The president and his advisers have just announced the next step in their financial rescue plan. The market opened higher but has given up some gains, proving little except that volatility extends to both sides of the market -- up as well as down. Monday's dramatic record gain should serve as a warning that it is dangerous to change your investments in the midst of extreme emotion.

Today there is enthusiasm for a plan for the government to buy preferred shares in banks, guarantee short-term bank debt, have the Treasury buy commercial paper, and insure deposits even above the new $250,000 limit so companies with large payroll and other commercial deposit needs won't leave their local banks.

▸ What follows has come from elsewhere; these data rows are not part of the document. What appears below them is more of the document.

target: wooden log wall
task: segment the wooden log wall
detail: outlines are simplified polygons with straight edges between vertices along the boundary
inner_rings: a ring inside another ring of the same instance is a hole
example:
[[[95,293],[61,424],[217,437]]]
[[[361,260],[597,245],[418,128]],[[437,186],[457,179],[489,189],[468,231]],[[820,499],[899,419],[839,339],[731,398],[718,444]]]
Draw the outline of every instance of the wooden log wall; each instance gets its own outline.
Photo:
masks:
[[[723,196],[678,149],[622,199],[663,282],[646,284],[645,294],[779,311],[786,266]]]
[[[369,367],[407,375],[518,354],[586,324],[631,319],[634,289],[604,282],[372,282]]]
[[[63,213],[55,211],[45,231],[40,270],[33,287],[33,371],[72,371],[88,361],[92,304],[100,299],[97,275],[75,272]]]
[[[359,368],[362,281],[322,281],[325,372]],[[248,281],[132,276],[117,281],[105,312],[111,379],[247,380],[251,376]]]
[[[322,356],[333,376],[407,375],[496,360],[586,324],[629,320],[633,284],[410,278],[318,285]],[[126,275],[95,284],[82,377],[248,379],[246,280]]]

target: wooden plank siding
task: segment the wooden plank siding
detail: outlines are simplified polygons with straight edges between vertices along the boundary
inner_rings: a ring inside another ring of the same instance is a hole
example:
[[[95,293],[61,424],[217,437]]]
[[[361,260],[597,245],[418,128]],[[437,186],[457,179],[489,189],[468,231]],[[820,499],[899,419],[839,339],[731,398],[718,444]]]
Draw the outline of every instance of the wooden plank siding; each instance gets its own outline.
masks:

In effect, the government has nationalized the banking system and announced it will "print" or create all the credit necessary to get the economy going again. Money is fuel for the markets, and confidence is the pump that sends the fuel through the system. We're getting a big dose of both.

A major turning point

But for those with a larger perspective, today's announcement by the government borders on the unthinkable. We are living through the most dramatic restructuring of the American promise since the Great Depression. It will be interesting to see how this ends, and I don't have the temerity to predict.

One thing, it seems to me, is obvious. There is a frantic race between money going "down the drain" in our economic bathtub, and money being poured in full blast by the Treasury and the Federal Reserve. And there are long odds of them getting the balance exactly right.